Another father across the country in Longview, Wash., Ed Hunt, has a more reluctant resolve about guns as self-defense. "I've read the statistics, and I know violence has gone down," says the former journalist now working as an emergency room nurse. But "I have that sort of whiplash every day, being in my happy house and going to work where it's often violent."
He applied last month for a concealed-weapons permit after seeing enough threats in his environment to justify it, including violence he's seen in the emergency room, reported muggings outside the hospital, an unsettling experience with a menacing group of men when he was camping with his wife and two small children, and living in an isolated rural area far removed from law enforcement. He will buy a small pistol "as a last line of defense."
For another father of four children under age 7, Jim Irvine, the decision to carry a loaded pistol holstered on his hip nearly 24/7 is simple: What good is a gun in your bedroom if you need it when a "bad guy" is at the front door?
Mr. Irvine is a commercial airline pilot and the head of the Buckeye Firearms Association, which pays for firearms training for Ohio schoolteachers whose districts have requested it. He works hard to disguise the lumpy gun in an inside-waistband holster. But when people do find out he carries, he says they sometimes ask, "Are you paranoid?" He says his response is: "Are you paranoid because you wear a seat belt when you drive?
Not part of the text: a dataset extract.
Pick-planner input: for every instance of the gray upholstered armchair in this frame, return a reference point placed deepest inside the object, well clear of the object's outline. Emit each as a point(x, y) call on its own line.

It's just reduction of risk."
America's elephant in the room
Guns in the US can be "scary" for those who don't own or understand them, says Rose Everett-Martin, a mediator and handgun owner who is working on a civic dialogue program to find common ground on the issue in Butte, Mont. For Americans, she says, the use of guns "is [like] the elephant in the middle of the room for a family with dysfunction."
That dissonance is never far from those who have decided to bear arms for defense. Margaret Stroup is barely past the time she'd shake at the sight of a gun, and she was offended at the insensitivity of a man who recognized her and "walked up ... and introduced me to his wife as 'the lady that went to a gunfight without a gun.' "
Yet today, Stroup can articulate very clear reasons she thinks a gun will help her navigate her world.